Unless the person can't get approved for a credit card.
 
^ this. The company that owns the tires has a vested interest in running them as long as possible without damaging them, i.e. viable recappable tires and running them with proper air pressure. The lease company would also identify vehicles that exhibited signs of alignment issues and if our company didn't take care of the problem, could be billed for destroying a tire.

Our fleet runs about 60,000,000 miles per year and it makes sense to not have to purchase the tires when leasing them runs about $500 per tire per year and the leasing company accepts the lions share of the risk. Fleet expenses are high enough as it is and as stated prior, tires and fuel are the largest expenses for a fleet......we use a little over 1,000,000 gallons of fuel per year and about 45,000 gallons of engine oil just for PM's.
 
Originally Posted By: Fleetmon
^ this.

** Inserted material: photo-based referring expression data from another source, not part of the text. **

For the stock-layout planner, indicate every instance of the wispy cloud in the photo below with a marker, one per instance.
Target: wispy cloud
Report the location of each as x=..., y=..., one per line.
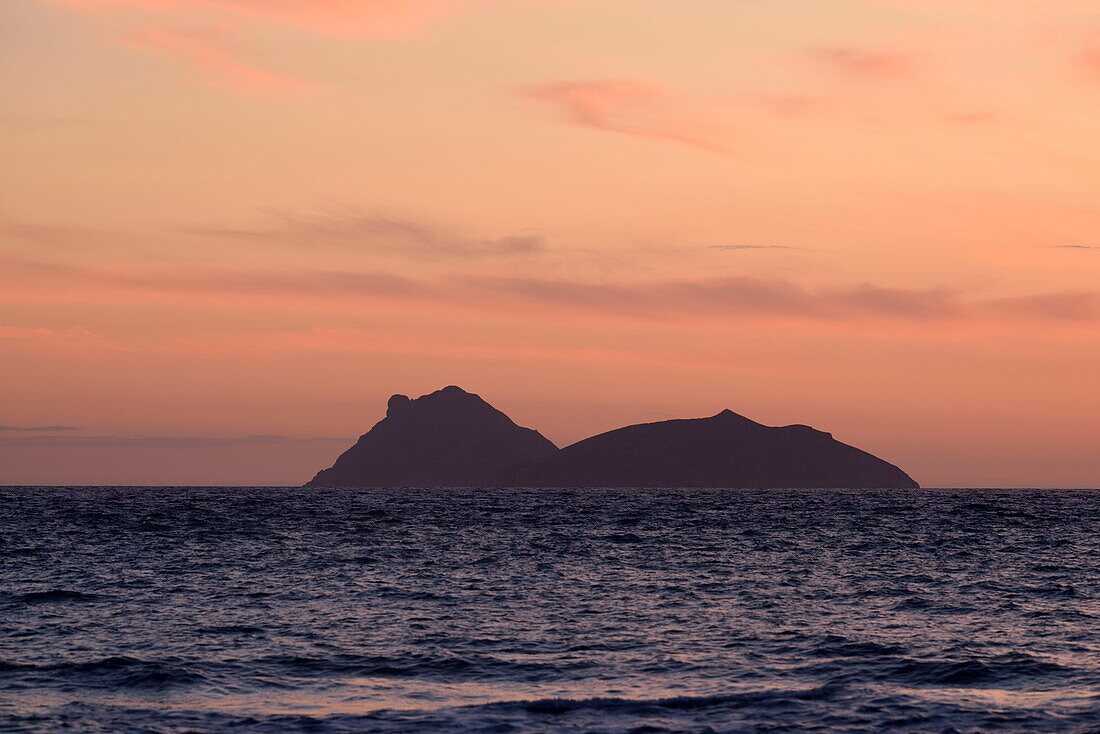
x=737, y=248
x=630, y=107
x=330, y=18
x=154, y=441
x=862, y=62
x=217, y=57
x=216, y=52
x=373, y=232
x=702, y=298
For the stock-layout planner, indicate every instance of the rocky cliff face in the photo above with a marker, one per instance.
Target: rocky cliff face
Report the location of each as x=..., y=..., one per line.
x=449, y=438
x=726, y=450
x=453, y=438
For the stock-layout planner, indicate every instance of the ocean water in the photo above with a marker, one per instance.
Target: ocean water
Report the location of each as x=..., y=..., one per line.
x=279, y=610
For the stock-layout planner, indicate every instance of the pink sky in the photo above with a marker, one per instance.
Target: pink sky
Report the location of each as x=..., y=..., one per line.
x=230, y=229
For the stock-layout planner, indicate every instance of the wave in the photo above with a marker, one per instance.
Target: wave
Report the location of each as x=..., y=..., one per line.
x=971, y=672
x=110, y=672
x=561, y=705
x=54, y=596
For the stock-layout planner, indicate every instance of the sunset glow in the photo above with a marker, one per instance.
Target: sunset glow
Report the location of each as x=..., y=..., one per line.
x=230, y=229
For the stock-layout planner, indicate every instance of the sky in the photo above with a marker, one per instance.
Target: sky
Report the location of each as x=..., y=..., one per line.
x=231, y=229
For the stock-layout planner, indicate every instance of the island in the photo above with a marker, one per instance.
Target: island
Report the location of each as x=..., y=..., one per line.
x=454, y=438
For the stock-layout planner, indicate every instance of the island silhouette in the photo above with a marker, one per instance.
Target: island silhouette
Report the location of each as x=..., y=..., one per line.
x=454, y=438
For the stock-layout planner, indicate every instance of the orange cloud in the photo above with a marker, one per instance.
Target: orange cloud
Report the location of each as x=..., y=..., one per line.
x=334, y=18
x=861, y=62
x=697, y=299
x=1091, y=59
x=216, y=56
x=629, y=107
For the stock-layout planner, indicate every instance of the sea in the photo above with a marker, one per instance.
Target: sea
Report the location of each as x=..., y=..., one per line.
x=501, y=610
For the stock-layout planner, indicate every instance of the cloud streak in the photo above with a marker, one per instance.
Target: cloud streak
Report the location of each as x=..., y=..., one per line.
x=380, y=233
x=701, y=298
x=215, y=51
x=36, y=429
x=154, y=441
x=217, y=58
x=629, y=107
x=858, y=62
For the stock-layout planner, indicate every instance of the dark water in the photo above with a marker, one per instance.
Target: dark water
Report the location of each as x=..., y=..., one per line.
x=530, y=611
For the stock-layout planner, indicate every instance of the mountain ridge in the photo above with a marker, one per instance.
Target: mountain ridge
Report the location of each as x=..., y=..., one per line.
x=454, y=438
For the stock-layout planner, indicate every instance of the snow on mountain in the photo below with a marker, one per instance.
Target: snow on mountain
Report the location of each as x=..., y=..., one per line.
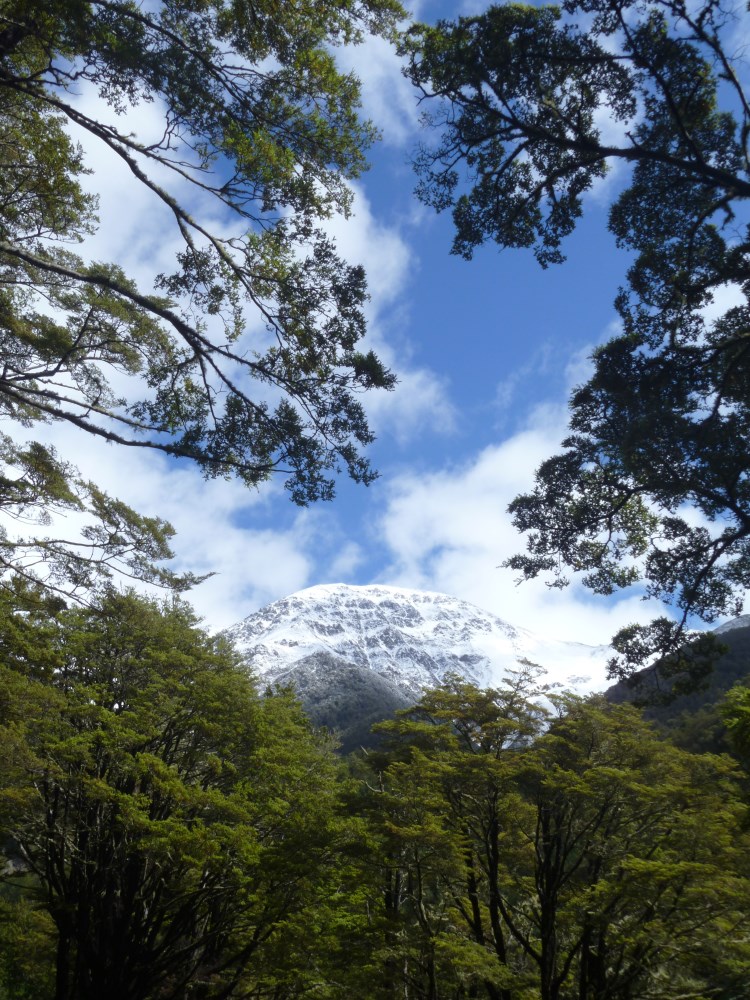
x=742, y=622
x=410, y=638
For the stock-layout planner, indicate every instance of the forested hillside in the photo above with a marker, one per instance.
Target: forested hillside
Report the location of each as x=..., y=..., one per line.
x=169, y=832
x=170, y=829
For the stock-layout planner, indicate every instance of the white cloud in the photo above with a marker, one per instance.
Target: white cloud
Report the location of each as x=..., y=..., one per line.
x=421, y=399
x=449, y=531
x=388, y=98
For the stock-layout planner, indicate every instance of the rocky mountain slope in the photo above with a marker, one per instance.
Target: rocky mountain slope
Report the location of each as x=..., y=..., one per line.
x=357, y=653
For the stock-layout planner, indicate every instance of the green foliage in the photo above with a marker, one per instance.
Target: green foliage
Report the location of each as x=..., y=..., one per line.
x=261, y=131
x=664, y=421
x=173, y=821
x=591, y=861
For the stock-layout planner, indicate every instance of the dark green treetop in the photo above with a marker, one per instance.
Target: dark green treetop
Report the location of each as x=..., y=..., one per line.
x=662, y=425
x=243, y=357
x=169, y=820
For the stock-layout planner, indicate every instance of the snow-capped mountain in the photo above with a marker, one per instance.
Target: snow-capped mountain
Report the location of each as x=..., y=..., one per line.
x=409, y=638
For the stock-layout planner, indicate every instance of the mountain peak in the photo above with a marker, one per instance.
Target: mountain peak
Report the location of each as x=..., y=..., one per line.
x=412, y=638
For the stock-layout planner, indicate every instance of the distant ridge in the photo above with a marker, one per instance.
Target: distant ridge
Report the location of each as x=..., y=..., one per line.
x=357, y=653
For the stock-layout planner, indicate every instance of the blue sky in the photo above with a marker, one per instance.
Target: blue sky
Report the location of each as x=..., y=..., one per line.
x=486, y=352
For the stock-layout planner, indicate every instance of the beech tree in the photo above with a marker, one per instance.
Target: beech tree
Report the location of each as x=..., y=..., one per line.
x=516, y=95
x=172, y=823
x=593, y=861
x=244, y=356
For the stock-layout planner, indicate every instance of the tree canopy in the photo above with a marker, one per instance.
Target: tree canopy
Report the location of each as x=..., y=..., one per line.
x=243, y=357
x=652, y=486
x=168, y=819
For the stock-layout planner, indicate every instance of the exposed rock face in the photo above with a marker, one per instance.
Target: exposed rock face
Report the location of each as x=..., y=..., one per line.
x=355, y=654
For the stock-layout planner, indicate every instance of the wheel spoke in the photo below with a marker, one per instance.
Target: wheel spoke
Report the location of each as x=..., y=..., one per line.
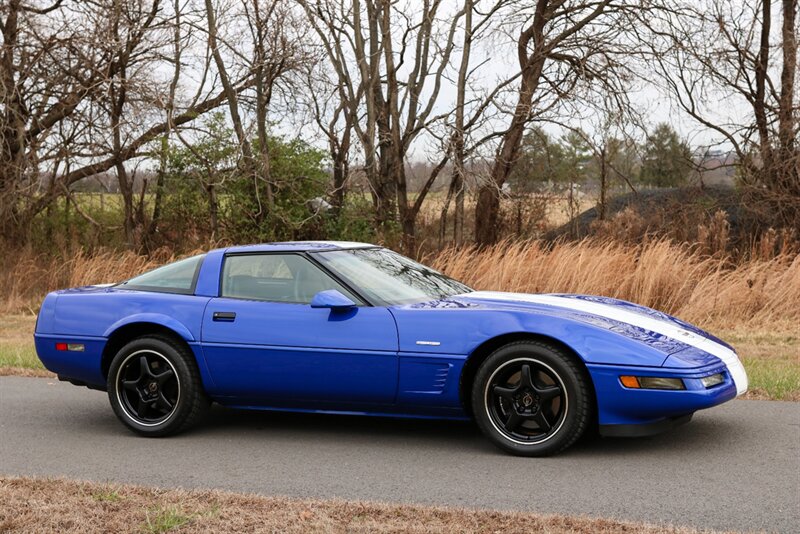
x=525, y=376
x=141, y=407
x=164, y=402
x=163, y=377
x=506, y=393
x=514, y=420
x=540, y=419
x=144, y=367
x=548, y=393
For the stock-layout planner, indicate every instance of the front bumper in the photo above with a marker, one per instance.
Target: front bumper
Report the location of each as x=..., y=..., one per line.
x=618, y=405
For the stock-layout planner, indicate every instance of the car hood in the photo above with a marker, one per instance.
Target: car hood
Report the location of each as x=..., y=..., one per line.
x=658, y=329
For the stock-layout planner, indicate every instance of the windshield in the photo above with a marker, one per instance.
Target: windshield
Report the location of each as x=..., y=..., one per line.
x=387, y=278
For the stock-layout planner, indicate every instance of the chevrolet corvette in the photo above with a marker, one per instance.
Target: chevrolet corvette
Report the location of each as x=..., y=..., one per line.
x=351, y=328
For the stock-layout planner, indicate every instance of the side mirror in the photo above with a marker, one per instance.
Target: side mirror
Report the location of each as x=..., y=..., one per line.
x=332, y=299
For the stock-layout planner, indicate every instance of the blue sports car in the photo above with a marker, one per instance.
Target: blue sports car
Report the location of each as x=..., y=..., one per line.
x=352, y=328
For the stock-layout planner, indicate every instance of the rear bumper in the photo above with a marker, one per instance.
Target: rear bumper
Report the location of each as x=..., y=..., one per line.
x=618, y=405
x=83, y=367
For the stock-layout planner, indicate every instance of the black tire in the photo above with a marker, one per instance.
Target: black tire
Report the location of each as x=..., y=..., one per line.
x=537, y=412
x=154, y=387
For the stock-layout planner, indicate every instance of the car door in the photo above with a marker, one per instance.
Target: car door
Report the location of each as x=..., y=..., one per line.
x=264, y=343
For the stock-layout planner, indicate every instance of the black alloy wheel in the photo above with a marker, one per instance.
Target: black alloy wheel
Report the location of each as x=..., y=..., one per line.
x=532, y=398
x=154, y=386
x=526, y=400
x=148, y=387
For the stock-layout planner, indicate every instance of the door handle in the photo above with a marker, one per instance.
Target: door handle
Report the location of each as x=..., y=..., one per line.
x=224, y=316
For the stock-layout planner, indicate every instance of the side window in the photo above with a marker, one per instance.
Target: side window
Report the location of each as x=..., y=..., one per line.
x=177, y=277
x=275, y=277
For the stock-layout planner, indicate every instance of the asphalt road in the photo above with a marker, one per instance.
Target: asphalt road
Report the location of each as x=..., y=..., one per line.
x=734, y=467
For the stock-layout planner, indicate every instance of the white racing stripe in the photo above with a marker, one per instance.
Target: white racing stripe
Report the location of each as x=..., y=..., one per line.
x=653, y=324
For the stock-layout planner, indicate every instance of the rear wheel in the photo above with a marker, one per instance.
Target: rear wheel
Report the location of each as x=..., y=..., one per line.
x=154, y=387
x=531, y=398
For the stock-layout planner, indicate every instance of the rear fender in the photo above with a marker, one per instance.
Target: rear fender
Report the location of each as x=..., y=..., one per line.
x=156, y=318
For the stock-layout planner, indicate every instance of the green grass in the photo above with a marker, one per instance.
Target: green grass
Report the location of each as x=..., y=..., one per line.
x=778, y=378
x=22, y=356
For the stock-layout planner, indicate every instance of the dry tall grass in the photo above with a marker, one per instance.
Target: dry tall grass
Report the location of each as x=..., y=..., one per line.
x=26, y=277
x=709, y=291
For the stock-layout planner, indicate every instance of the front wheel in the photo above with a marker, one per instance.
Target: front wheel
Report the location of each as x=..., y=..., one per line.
x=154, y=387
x=532, y=398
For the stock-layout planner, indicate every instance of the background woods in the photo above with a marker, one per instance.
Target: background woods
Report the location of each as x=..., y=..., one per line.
x=166, y=124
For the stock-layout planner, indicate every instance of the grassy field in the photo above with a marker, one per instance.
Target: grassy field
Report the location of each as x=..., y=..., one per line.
x=772, y=359
x=56, y=505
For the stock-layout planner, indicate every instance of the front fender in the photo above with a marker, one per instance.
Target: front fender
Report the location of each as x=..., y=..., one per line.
x=463, y=331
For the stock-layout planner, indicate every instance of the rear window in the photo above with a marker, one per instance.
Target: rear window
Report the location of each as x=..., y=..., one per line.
x=178, y=277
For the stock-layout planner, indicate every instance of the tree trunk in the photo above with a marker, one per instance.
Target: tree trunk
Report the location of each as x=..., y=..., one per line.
x=487, y=209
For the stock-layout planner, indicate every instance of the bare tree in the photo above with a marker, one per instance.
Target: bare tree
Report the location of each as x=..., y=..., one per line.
x=729, y=51
x=71, y=75
x=563, y=47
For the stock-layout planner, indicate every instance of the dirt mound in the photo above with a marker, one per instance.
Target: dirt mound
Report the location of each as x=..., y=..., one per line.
x=676, y=212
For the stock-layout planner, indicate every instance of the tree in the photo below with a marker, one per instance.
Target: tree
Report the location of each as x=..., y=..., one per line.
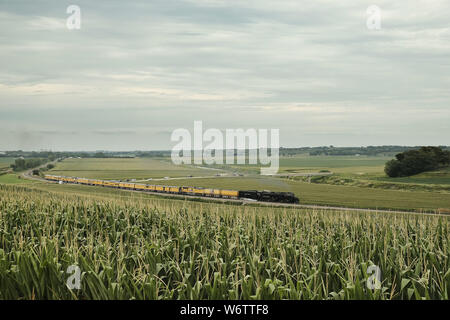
x=416, y=161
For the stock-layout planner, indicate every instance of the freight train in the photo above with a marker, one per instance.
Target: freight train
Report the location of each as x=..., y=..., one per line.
x=266, y=196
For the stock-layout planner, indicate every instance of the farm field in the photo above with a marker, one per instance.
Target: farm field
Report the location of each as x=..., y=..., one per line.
x=344, y=196
x=308, y=193
x=5, y=162
x=153, y=248
x=126, y=168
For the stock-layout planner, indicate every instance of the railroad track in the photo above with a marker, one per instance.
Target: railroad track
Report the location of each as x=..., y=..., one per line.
x=269, y=204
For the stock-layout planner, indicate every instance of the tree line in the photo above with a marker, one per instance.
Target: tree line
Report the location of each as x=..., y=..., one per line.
x=413, y=162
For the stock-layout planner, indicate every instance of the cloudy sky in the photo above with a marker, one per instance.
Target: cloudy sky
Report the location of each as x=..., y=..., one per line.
x=137, y=70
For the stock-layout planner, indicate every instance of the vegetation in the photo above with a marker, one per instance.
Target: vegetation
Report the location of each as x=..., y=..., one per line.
x=150, y=249
x=343, y=194
x=124, y=168
x=23, y=164
x=413, y=162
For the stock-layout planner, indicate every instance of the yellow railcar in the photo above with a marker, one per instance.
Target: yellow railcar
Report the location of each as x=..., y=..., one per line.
x=208, y=192
x=198, y=191
x=126, y=185
x=139, y=186
x=229, y=193
x=188, y=190
x=83, y=180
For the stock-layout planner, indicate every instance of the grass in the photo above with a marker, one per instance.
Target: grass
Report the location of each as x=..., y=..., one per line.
x=120, y=169
x=332, y=195
x=309, y=193
x=5, y=162
x=10, y=178
x=159, y=249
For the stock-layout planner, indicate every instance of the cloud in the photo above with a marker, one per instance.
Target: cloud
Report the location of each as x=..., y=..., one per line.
x=302, y=67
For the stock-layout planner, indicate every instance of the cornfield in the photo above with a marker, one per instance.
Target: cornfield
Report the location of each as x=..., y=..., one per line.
x=136, y=248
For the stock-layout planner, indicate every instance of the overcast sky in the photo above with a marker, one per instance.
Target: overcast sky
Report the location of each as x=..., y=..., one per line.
x=137, y=70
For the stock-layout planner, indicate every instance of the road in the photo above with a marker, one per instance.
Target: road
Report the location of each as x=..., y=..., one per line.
x=29, y=175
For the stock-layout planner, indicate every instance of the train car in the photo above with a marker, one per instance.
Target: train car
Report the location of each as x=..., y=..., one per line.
x=266, y=196
x=229, y=193
x=126, y=185
x=187, y=190
x=97, y=182
x=82, y=181
x=51, y=177
x=139, y=186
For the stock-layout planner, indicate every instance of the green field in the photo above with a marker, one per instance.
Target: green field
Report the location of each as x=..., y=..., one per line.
x=126, y=168
x=308, y=193
x=134, y=247
x=5, y=162
x=11, y=178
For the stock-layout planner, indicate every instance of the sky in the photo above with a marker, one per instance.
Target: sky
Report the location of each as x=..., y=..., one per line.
x=137, y=70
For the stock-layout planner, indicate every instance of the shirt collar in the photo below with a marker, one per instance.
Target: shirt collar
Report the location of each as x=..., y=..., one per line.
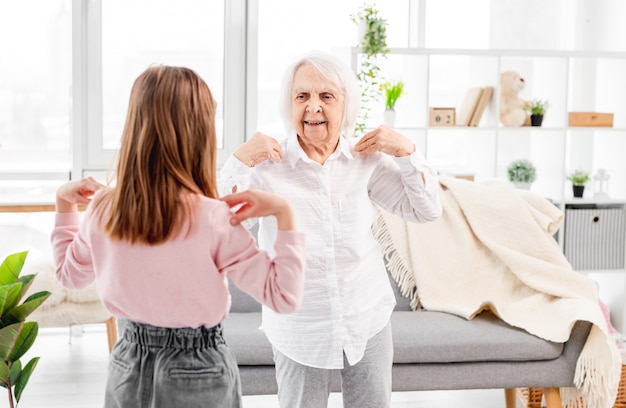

The company that owns the tires has a vested interest in running them as long as possible without damaging them, i.e. viable recappable tires and running them with proper air pressure. The lease company would also identify vehicles that exhibited signs of alignment issues and if our company didn't take care of the problem, could be billed for destroying a tire.

Our fleet runs about 60,000,000 miles per year and it makes sense to not have to purchase the tires when leasing them runs about $500 per tire per year and the leasing company accepts the lions share of the risk. Fleet expenses are high enough as it is and as stated prior, tires and fuel are the largest expenses for a fleet......we use a little over 1,000,000 gallons of fuel per year and about 45,000 gallons of engine oil just for PM's.



I don't believe it. 1 million gallons to 60 million miles. Are you running Honda Insights or something similar?
 
I got a flyer for this in the mail the other day. Rent to own tires and wheels. Someone is doing it.
 
Originally Posted By: mjoekingz28
Originally Posted By: Fleetmon
Our fleet runs about 60,000,000 miles per year ...we use a little over 1,000,000 gallons of fuel per year and about 45,000 gallons of engine oil just for PM's.


I don't believe it. 1 million gallons to 60 million miles. Are you running Honda Insights or something similar?


If he is then with a 3.4qt crankcase capacity, he's changing the oil every 1133 miles on average.

Great 60mpg fleet fuel economy management. But hold off on the Jiffy Lube visits.
 
Originally Posted By: Fleetmon
^ we use a little over 1,000,000 gallons of fuel per year and about 45,000 gallons of engine oil just for PM's.


What do you do with all the used motor oil? Do you have to recycle it or can you mix it with your fuel and run it through your fleet?
 
Originally Posted By: hattaresguy
People are poor for a reason, I have no sympathy for anyone doing business with these places.


Some people are poor due to stupidity, others due to circumstance. When my son was born 19 years ago, he was in and out of the hospital several times, (we didn't think he was going to make it a couple of times). We didn't have the greatest of insurance so all these hospital visits started adding up. That kept us in poverty for about 10 years. While I never went for things like these "rent to own" places, we did do what so many do, sell most everything of value we owned to pay bills. Then, when you run out of things of value, you start just getting by, (like selling your good car and buying a car at the police auction - I picked up 3 Lincoln town cars this way for 150 bucks each - I used two to keep the one running). If you're poor, you have to be creative and some people simply don't have that creativity and become trapped in the poverty cycle. Today, my son is 19 years old, is six feet tall, weighs a little over 200 pounds and is all muscle.
 
I saw on TV during the Nightly Business Report that places like Rent a Center have been doing great due to people 'renting' big screen TV's / electronics, appliances, etc...
 
all of our used oils are sold through statewide contracts. A few of our facilities tried waste oil heaters but the maintenance involved was not worth the effort (I doubt the maintenance was that difficult but IMO, they probably had too many hands in the handling of the waste oil which led to "dirty" oil).